La bonne nouvelle est que les personnes souffrant d’IEI-CEM ne sont pas irrémédiablement enfermées dans cette condition. La plupart n’attribuent que transitoirement la cause de leurs maux à l’exposition aux ondes. Il serait maintenant utile de rechercher ce qui a changé dans leur vie pour motiver cette évolution. À l’inverse, très peu de ceux qui n’attribuent pas de troubles de santé aux CEM-RF au départ le font tardivement. Un autre enseignement important est qu’il y a beaucoup plus de personnes qui se considèrent EHS que de personnes qui attribuent des problèmes de santé aux ondes, mais cette attribution ne conduit pas systématiquement à se considérer EHS. Ce flou pourrait expliquer en partie les variations d’incidence de l’EHS selon les pays en l’absence de questionnaire standardisé. Enfin, l’étude confirme que la perception accrue du risque électromagnétique et du sentiment d’être exposé, ainsi que la prépondérance de troubles inexpliqués et du sommeil, sont des facteurs prédictifs du risque d’EHS ou IEI-CEM. Les auteurs concluent que les connaissances sur ces facteurs et leur dynamique « peuvent offrir des opportunités pour la communication et la prévention des risques futurs, en ciblant en particulier les personnes de la population qui attribuent systématiquement des problèmes de santé à l’exposition aux CEM-RF au fil du temps ».

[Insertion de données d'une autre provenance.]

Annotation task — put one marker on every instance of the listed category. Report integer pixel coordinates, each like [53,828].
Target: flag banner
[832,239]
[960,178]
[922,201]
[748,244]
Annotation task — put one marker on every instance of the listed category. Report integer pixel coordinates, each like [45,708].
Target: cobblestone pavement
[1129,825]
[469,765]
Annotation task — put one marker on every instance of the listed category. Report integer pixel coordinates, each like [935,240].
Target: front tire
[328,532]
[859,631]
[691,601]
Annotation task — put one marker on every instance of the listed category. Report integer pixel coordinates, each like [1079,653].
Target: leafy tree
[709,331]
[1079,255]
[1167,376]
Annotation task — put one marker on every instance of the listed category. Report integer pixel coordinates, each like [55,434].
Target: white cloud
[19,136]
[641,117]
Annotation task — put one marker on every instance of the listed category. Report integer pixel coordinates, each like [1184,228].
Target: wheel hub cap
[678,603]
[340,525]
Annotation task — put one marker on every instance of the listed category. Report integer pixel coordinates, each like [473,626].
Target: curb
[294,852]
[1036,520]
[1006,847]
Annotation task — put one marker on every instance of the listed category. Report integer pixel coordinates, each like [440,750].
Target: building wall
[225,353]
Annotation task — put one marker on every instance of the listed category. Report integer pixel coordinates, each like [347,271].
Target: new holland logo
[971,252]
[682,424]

Notons que ces résultats confirment une fois de plus que les informations inquiétantes de nature à attiser les craintes et augmenter la perception d’un danger lié aux expositions RF sont à bannir au profit d’une information validée et claire sur l’innocuité des radiofréquences, et plus largement des CEM ambiants, aux niveaux d’exposition autorisés par la réglementation.

 

Publication analysée :
Traini E, Martens AL, Slottje P, Vermeulen RCH, Huss A. Time course of health complaints attributed to F‑EMF exposure and predictors of electromagnetic hypersensitivity over 10 years in a prospective cohort of Dutch adults. Science of the Total Environment 2023 ; 856(2) : 159240.